VBB

4 Aralık 2013 Çarşamba

geçmişin çiy taneleri...



   (...) Dört beş asır evvel yaşamak... Bu ne tatlı bir hayattı! Şan, şöhret, tagallüb, muvaffakıyet, aşk, hırs, istibdat... Hayatı hissettiren ve şimdi maatteesüf bir masal, bir tarih zemininden başka bir şey olmayan bu tatlı ve hakiki heyecanlar vardı. Ah, bu toprakların üzerinde benim ecdadım bir girdibad-ı berk falud-ı zafer gibi akıncılık ederken ne kadar mesut ve mağrur idiler... Kahramanlık, şecaat ve cesaret-i mutlak içinde geçen gençlikleri onlara ihtiyarlıkları için ne tesellisiz hatıralar, ne muğfil iftiharlar bırakıyordu. Halbuki biz, silahsız, kansız, azametsiz olduğu kadar yorucu, harap edici olan mücadele-i medeniyetin biçare muharipleri, ne kadar sefiliz...
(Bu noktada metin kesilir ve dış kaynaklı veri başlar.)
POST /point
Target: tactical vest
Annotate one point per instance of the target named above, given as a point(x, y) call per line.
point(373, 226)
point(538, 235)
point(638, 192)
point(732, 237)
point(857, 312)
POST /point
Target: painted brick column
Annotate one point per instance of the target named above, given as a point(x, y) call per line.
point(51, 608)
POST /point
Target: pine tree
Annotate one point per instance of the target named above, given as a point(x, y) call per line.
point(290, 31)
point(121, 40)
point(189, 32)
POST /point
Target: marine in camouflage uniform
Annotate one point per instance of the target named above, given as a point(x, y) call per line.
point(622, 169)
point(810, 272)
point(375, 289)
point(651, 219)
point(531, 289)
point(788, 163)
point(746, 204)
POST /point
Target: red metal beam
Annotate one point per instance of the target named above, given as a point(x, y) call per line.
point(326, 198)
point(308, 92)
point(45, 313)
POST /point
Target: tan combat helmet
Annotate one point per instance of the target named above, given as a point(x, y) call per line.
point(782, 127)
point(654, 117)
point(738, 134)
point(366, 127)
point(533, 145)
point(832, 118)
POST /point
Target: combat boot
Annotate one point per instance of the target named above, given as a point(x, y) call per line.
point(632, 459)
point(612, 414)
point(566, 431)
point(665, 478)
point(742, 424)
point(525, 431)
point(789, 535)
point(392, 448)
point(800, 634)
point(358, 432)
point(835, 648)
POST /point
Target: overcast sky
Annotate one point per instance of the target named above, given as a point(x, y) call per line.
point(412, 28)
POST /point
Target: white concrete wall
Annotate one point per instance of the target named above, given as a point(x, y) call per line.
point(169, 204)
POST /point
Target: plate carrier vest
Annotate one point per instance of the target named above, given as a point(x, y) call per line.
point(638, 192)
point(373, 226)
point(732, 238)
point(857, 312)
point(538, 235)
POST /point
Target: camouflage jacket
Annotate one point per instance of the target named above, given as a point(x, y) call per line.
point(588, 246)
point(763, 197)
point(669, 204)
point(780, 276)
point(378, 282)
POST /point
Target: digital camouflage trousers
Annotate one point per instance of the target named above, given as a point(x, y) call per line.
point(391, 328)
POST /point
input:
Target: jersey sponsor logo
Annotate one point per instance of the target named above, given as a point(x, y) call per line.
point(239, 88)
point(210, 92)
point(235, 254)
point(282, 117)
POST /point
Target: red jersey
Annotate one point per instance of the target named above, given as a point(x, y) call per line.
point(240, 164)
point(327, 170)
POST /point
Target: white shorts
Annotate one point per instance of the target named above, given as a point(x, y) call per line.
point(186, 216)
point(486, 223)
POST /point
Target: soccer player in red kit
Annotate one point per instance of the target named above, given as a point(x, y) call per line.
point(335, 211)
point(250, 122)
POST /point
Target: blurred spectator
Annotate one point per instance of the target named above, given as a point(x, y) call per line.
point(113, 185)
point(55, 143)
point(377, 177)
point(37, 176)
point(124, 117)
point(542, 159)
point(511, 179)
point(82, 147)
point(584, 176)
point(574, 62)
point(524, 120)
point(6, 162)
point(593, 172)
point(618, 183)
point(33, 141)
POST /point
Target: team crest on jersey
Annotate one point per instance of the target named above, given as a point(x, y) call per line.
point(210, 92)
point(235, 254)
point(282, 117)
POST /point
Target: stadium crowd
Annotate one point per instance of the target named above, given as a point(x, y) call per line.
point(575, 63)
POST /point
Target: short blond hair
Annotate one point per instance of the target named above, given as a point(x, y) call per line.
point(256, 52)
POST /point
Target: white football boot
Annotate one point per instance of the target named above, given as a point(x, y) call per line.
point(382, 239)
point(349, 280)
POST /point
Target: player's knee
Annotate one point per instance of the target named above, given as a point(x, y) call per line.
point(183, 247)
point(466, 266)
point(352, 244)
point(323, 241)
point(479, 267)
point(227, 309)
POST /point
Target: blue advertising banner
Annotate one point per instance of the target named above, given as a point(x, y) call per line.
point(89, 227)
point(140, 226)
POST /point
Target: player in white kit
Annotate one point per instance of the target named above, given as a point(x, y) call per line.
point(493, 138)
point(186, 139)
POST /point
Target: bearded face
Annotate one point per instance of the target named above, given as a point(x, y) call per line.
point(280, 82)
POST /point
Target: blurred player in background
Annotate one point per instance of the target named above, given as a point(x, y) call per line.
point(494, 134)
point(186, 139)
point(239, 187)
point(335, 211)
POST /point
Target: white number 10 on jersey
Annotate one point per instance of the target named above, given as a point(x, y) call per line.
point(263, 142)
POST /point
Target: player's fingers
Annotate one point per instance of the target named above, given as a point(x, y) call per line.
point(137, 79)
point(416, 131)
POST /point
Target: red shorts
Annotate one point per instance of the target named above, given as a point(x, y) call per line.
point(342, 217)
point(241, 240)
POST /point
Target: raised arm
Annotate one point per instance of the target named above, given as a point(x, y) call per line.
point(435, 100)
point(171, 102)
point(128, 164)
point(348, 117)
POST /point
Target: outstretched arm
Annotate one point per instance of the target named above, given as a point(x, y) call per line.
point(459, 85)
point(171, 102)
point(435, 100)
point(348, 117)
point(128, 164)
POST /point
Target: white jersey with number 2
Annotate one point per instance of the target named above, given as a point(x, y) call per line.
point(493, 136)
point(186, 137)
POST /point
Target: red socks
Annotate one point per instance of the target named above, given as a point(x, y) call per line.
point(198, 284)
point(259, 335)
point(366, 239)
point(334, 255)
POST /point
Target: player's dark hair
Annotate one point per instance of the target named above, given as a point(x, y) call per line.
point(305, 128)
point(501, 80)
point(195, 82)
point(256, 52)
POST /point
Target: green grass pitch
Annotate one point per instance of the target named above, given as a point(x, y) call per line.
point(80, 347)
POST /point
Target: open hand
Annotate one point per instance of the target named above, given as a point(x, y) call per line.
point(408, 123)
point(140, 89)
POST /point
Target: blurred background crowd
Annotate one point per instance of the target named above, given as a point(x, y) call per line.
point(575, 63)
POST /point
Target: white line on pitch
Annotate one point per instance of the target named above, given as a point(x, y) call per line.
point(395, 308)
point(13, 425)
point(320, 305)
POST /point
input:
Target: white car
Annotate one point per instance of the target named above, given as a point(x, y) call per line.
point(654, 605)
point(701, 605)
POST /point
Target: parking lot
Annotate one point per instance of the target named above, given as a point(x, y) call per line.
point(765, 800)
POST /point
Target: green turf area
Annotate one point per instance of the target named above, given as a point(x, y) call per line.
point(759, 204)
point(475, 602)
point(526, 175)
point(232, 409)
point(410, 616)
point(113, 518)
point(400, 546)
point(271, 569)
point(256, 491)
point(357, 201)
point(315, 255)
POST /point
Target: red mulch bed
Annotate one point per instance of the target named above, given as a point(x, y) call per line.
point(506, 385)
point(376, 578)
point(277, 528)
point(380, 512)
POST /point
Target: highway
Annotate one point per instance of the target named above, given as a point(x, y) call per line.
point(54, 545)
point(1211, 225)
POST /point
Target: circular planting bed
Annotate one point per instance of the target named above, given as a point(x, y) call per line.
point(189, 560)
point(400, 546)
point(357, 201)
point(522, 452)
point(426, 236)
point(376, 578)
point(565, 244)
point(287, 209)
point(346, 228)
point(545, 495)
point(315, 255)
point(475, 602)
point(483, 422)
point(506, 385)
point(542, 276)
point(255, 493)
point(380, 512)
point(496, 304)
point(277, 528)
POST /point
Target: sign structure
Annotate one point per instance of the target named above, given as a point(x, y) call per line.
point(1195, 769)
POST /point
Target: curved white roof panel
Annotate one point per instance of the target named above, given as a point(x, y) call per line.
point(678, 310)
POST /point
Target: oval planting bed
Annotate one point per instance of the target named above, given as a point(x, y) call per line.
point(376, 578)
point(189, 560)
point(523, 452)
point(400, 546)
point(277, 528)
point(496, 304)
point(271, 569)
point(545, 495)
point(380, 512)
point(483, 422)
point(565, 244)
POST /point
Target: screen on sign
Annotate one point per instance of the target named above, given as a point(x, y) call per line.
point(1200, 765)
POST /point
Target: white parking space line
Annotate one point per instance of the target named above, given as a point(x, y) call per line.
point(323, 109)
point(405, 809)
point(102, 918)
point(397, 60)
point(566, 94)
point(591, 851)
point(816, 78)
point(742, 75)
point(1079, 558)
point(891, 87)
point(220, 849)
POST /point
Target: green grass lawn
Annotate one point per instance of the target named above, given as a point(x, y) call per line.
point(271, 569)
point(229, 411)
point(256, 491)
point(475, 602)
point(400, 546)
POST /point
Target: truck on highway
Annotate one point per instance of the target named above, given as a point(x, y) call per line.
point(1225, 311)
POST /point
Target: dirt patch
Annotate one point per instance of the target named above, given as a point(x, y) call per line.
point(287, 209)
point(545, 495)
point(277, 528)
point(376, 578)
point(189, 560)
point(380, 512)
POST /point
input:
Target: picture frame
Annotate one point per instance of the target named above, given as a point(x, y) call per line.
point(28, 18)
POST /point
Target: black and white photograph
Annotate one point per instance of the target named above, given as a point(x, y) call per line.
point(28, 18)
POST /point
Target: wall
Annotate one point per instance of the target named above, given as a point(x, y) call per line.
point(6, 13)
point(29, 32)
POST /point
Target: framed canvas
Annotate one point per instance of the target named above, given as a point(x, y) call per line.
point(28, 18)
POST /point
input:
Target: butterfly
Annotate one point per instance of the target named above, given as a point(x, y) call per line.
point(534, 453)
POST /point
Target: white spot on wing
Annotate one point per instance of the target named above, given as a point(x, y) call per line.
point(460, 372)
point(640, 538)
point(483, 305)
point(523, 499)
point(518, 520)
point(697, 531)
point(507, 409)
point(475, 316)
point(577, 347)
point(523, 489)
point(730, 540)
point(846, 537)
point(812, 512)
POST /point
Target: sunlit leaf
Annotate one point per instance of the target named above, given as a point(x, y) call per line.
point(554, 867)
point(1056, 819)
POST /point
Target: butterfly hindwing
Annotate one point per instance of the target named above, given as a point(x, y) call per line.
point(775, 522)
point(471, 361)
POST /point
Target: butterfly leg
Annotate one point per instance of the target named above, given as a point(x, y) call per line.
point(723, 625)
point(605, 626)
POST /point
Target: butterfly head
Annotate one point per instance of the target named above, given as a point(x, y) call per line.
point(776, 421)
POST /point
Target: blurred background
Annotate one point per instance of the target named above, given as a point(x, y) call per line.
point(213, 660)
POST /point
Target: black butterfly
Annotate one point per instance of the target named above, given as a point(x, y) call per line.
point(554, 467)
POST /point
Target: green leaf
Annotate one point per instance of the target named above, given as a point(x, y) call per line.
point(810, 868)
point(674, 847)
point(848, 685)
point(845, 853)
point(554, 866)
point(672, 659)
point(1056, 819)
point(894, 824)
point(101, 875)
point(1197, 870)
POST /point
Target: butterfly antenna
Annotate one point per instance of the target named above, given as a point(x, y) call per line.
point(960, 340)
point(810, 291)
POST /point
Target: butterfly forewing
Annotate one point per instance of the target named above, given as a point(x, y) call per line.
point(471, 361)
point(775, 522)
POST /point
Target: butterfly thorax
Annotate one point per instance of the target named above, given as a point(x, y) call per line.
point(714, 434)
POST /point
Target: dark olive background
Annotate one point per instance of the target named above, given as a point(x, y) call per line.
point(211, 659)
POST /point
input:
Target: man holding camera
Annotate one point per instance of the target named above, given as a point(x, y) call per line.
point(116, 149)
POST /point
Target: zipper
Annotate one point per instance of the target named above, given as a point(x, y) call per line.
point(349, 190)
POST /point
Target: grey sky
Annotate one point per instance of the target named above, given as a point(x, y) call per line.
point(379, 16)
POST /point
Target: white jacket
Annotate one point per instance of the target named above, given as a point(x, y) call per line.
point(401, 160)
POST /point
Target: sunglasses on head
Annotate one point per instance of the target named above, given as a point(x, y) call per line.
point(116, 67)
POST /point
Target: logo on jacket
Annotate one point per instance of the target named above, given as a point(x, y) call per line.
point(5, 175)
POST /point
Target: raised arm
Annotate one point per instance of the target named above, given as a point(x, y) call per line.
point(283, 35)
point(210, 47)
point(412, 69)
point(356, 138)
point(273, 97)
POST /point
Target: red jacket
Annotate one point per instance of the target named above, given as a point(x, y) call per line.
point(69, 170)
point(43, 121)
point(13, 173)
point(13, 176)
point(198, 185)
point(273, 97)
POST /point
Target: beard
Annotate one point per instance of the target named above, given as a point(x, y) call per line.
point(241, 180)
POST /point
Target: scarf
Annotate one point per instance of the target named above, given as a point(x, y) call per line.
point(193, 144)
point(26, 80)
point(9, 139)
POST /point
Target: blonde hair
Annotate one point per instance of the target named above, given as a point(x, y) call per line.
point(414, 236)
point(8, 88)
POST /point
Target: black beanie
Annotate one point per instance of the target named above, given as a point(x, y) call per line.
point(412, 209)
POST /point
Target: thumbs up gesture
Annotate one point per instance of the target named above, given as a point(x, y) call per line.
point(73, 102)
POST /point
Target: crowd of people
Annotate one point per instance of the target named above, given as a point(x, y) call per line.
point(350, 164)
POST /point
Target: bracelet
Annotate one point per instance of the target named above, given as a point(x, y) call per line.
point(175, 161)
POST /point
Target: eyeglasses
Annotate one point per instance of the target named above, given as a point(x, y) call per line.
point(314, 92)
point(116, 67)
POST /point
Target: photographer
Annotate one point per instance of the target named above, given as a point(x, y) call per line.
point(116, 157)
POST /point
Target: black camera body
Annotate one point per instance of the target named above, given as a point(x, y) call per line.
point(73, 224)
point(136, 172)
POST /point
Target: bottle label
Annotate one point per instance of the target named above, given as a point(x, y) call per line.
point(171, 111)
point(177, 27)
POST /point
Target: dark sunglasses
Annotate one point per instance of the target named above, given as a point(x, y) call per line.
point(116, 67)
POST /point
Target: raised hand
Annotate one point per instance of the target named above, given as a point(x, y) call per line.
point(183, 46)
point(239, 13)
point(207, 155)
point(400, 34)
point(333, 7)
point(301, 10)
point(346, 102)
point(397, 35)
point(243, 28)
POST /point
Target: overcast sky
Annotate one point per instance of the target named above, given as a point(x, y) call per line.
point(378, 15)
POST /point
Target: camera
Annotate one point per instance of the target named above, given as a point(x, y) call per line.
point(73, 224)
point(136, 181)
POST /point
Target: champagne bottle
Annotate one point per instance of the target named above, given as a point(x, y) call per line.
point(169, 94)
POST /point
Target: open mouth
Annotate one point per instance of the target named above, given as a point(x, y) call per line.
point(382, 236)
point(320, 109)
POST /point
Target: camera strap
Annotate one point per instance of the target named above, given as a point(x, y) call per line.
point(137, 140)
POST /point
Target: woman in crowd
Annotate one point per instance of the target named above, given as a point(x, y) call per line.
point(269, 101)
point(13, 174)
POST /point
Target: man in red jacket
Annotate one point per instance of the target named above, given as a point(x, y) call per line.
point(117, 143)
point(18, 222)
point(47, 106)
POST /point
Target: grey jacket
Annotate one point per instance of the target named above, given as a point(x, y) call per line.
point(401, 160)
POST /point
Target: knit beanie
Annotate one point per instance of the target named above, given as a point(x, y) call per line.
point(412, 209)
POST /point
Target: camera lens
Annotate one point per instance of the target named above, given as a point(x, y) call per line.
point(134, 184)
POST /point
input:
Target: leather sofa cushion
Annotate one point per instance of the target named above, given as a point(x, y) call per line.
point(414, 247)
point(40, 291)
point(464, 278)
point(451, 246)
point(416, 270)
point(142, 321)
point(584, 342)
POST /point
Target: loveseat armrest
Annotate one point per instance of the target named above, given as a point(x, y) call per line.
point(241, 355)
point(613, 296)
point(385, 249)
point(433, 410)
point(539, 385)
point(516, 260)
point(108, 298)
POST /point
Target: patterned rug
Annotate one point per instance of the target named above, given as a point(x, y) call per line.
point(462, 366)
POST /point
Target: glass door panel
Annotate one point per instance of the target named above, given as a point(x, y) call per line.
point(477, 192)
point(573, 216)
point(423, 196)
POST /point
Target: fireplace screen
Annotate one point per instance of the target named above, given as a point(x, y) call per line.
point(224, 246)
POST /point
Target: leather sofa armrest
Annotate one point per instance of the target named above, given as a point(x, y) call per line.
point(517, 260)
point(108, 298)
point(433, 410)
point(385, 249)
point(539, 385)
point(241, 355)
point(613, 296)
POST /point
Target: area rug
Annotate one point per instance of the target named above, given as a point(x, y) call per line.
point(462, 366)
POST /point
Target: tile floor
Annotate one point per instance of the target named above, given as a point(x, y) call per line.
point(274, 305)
[Ömer Seyfettin / At, 1912]


* * *


   Nostalji... İşte insanoğlu, en umutsuz anlarında böyle geçmişe sarılıyor. Geçmiş gözümüzün önünde, Kırk Haramiler'in mağarasındaki altınlar kadar bol ve değerli görünüyor. Böyle zamanlarda geçmişi düşünmek, insanlar için görünmez, girişi ve çıkışı meçhul bir sığınak oluyor...

   Geçmiş günleri özlemek, geçmiş günleri arzulamak her insanın yüreğinde vardır. İhtiyar, gençlik günlerini; hasta, sağlıklı zamanlarını; yenik bir asker, geçmiş zafer günlerini özler... Özler ama geçmiş sandığımız kadar parlak mıdır acaba? Geçmiş, hatıralarımızdaki kadar lekesiz ve masum mudur? Anılarımız, zaman içinde kendini bir şekilde aklar. Yılların üstüne yıllar bindikçe, geçmişin kıyıda köşede kalmış kusurları da bir bir silinir. Sonunda elimizde, kusursuz, lekesiz, mutlu, mesut anılar kalır... İşte böylece geçmiş, daima özlenen bir zaman dilimi halini alır. O artık, asla ulaşılamayacak bir ütopya gibidir...

   Neden birçok yazar ve şair çocukluğuna dair manzumeler ve hikayeler yazmıştır? Çünkü bulunulan zaman, asla çocukluk günlerindeki gibi gamsız ve tasasız değildir; olmayacaktır da... Böylece geçmiş, kendi mazimiz, bizlerin hep özlediği bir masal dünyasına dönüşecektir.

   Geçmiş özlemi, sadece kişisel duygularda belirmez. Geçmiş özlemi, topluluklarda ve milletlerde de kendini gösterir. Yenilen ordular savaş meydanlarından çekilirken, daima galibiyet günlerini ve kitaplarda okudukları muzaffer zamanları anarlar. Kitleler, yüzlerce yıl önceki yaşamları ve örfleri bile özleyebilirler. Bu yüzden, insan topluluklarında da nostalji duygusunu görürüz...

   Geçmiş geri gelmeyecek... Bize tek yararı, ondan dersler çıkararak geleceğimizi yaratmaktır.